In the United States, from 2013 to 2019, synthetic-opioid-related death rates increased by a staggering 1040 per cent

Even looking just below the surface, it’s fair to say there are a lot of catalysts today that drive people towards desperation and, ultimately, escape from their painful realities through drug abuse – notably, the cost of living, of merely existing, lack of mental health supports and poor prospects for themselves and their family. There are countless others, but these come up often with just about everyone these days. 

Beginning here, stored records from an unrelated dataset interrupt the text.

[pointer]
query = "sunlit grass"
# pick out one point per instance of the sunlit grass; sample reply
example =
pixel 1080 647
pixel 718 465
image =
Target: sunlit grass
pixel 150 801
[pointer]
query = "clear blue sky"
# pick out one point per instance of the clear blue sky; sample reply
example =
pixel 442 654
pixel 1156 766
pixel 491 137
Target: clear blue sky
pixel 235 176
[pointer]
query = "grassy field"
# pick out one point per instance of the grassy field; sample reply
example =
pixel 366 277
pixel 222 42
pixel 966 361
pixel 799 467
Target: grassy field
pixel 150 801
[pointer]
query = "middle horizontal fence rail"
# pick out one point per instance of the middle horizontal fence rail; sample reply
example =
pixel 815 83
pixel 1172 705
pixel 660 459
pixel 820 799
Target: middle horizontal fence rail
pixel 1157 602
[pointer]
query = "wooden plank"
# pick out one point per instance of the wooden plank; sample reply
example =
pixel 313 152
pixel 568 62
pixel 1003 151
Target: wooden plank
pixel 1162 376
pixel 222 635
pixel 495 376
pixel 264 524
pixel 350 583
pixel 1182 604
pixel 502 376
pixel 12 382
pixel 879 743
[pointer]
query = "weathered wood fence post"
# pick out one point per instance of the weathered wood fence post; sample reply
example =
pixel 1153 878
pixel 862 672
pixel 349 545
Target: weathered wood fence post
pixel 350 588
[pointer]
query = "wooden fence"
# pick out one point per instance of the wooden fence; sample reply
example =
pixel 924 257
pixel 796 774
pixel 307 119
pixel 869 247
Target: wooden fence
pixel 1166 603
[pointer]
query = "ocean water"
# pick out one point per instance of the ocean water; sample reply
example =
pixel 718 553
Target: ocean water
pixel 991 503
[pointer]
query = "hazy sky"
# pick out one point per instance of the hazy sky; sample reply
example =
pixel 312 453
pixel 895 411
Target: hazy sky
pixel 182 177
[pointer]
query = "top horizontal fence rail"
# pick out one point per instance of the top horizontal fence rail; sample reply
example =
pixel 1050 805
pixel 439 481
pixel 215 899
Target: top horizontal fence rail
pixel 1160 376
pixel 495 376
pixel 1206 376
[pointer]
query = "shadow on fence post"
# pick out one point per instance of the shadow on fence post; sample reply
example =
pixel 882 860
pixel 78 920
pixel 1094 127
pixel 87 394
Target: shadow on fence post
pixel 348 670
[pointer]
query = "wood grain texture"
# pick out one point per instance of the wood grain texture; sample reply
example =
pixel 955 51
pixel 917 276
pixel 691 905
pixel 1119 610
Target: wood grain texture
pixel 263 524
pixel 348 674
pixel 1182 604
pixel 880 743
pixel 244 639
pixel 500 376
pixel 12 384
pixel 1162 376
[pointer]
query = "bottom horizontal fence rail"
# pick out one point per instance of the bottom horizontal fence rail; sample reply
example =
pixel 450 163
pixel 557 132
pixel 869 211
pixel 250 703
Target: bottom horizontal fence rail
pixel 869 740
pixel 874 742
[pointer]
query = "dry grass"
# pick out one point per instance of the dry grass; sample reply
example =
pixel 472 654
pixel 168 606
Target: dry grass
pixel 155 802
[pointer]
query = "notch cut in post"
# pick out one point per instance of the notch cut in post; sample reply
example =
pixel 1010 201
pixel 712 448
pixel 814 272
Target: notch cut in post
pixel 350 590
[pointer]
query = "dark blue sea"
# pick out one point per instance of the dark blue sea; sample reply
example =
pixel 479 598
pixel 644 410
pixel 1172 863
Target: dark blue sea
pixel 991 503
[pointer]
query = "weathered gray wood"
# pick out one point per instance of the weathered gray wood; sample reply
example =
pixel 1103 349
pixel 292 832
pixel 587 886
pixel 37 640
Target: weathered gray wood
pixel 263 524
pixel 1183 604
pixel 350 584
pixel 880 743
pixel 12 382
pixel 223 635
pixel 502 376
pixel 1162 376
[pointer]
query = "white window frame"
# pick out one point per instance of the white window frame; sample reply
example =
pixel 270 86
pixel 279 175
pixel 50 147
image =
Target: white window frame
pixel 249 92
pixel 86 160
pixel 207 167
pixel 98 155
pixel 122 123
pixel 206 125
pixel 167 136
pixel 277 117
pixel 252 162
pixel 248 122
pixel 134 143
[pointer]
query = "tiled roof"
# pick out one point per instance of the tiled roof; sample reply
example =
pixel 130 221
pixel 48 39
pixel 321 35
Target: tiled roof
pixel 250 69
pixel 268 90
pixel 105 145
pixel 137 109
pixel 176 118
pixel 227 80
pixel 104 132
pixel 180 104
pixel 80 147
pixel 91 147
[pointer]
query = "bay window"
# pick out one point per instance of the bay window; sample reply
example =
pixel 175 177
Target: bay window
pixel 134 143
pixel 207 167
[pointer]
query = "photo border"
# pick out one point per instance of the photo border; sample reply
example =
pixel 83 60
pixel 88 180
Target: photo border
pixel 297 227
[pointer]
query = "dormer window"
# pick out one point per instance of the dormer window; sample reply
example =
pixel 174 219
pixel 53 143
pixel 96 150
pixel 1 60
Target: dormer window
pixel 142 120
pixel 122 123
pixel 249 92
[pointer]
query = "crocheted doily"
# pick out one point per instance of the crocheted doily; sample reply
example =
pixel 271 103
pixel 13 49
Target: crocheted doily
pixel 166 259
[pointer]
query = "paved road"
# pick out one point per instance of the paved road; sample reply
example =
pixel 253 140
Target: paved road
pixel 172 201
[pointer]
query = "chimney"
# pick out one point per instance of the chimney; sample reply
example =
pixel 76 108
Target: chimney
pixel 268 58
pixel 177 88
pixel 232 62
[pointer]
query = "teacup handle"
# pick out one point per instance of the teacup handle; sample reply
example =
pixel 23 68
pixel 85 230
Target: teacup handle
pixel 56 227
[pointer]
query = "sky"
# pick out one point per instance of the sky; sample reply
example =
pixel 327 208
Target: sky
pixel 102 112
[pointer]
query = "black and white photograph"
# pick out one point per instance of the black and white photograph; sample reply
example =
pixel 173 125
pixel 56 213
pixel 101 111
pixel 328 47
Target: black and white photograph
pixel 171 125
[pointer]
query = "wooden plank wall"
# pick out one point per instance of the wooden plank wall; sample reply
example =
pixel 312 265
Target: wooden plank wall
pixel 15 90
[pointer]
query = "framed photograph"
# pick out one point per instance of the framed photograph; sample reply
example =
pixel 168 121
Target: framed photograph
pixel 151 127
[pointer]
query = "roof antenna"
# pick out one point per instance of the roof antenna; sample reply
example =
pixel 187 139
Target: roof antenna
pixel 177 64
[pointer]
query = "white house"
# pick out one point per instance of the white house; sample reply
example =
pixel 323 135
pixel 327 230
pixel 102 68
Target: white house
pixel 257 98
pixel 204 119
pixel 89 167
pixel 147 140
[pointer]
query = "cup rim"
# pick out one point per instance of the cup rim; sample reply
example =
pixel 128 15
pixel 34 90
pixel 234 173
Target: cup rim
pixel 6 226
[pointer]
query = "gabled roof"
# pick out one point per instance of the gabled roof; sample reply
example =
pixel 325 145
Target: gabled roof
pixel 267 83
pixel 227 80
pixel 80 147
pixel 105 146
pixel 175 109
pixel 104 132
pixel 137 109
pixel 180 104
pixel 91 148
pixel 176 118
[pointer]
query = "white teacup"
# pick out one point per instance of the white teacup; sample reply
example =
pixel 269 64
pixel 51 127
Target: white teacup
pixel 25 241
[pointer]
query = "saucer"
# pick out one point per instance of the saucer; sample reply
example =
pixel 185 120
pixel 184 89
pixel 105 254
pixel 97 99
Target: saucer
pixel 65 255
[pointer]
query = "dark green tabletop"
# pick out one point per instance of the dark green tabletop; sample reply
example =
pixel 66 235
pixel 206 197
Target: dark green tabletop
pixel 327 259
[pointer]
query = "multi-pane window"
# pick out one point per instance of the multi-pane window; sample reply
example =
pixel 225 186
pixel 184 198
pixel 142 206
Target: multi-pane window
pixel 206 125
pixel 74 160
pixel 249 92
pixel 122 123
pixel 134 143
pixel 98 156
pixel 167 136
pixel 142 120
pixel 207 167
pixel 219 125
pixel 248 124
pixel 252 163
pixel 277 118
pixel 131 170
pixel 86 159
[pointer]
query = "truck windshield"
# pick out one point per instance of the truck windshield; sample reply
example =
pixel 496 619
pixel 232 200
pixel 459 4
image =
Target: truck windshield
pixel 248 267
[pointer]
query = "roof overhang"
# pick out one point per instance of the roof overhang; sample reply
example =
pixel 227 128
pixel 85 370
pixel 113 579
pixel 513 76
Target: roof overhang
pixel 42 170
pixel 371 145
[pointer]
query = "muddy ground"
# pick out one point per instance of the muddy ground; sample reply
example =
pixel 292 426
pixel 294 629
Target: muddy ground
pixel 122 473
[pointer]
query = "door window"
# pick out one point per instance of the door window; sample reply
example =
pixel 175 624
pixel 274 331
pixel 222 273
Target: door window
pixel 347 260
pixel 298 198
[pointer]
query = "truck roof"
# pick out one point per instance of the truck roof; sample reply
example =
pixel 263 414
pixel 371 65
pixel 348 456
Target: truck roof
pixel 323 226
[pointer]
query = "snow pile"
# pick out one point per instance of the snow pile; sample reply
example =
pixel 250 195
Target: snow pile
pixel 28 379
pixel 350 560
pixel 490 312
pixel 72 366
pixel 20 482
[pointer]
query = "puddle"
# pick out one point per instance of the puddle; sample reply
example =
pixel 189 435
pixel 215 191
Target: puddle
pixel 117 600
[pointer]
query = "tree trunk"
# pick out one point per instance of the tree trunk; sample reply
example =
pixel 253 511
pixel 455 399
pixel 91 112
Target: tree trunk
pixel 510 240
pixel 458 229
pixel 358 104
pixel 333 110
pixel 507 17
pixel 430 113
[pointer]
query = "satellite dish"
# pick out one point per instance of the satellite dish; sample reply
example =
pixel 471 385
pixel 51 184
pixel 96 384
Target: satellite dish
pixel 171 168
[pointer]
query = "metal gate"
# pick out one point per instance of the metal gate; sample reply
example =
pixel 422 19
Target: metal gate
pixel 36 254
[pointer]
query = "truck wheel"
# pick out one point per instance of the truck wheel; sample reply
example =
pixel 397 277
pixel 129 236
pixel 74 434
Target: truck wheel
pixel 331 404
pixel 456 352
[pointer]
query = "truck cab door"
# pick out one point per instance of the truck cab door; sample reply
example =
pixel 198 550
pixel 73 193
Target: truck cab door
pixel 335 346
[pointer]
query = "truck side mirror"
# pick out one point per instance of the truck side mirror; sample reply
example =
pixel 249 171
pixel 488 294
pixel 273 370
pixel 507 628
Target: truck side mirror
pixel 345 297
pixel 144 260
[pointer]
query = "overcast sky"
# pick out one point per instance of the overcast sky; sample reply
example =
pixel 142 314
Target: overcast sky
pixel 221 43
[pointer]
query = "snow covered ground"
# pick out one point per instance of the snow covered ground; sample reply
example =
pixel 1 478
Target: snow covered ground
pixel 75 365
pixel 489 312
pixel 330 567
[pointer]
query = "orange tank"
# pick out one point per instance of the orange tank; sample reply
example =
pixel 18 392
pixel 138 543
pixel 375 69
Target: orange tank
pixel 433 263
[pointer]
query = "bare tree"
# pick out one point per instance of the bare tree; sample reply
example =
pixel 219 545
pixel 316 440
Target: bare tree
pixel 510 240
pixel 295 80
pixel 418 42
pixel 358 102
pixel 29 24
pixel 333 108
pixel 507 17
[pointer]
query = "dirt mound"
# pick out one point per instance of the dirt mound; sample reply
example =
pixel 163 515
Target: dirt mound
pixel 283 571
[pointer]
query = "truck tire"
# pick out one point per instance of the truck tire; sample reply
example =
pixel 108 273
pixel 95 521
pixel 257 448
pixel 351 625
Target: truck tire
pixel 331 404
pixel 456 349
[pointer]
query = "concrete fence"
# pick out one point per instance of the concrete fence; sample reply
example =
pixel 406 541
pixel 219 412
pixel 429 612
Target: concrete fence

Mental health struggles, addiction, drug abuse, all have different faces, and often, unfortunately, they remain in the shadows.

Governments have started to notice too. There are now harm-reduction and drug testing facilities, where people can get direct support and the drugs can be tested and used in a safe, clinical space. Declaring days like today has also raised awareness across oceans that people needn’t be afraid to open up about their mental health and addiction struggles, and the means of how they deal with those struggles.

But it’s not enough. 

The pool is filling way faster than it can hold. The safety net that is meant to catch those who fall through the system’s cracks is weak and perforated by out-of-date and meaningless ideologies. People who have generational trauma, people who have severe addiction in their family and family history, people who live just barely above the waterline or don’t even have a roof over their heads, these all fall through into a dark void, a chasm of desperation and pain from which only a lucky few ever return from. 

Problems start even from within the system itself. People don’t have enough money to feed themselves or their family. Housing is spinning out of control and opportunists recklessly take advantage of the disadvantaged at every turn, taking with both arms. Wages are overshadowed by cost of living and mass inflation. Mental health care facilities continue to lose funding and run on bone-dry budgets and staff who are there more so out of kindness and humanity and not for an income. Correctional facilities are packed beyond capacity and staff who are there to provide those mental health supports for those trying to get through the correctional system and rebuild their lives again are few and far between, overworked and overwhelmed. 

The safety net that is meant to catch those who fall through the system’s cracks is weak and perforated by out-of-date and meaningless ideologies

And in the end, we constantly hear politicians and self-described social commentators complaining about the rampant homeless problem in countless cities, about the drug-induced violence and drug-induced loss of life that follows. Because very, very few understand or care to see that these people do not fall into this meatgrinder out of choice, and that this vicious cycle will shred away at one’s humanity endlessly for as long as they live and breathe if we, as a society, do not step up and provide the help they need. 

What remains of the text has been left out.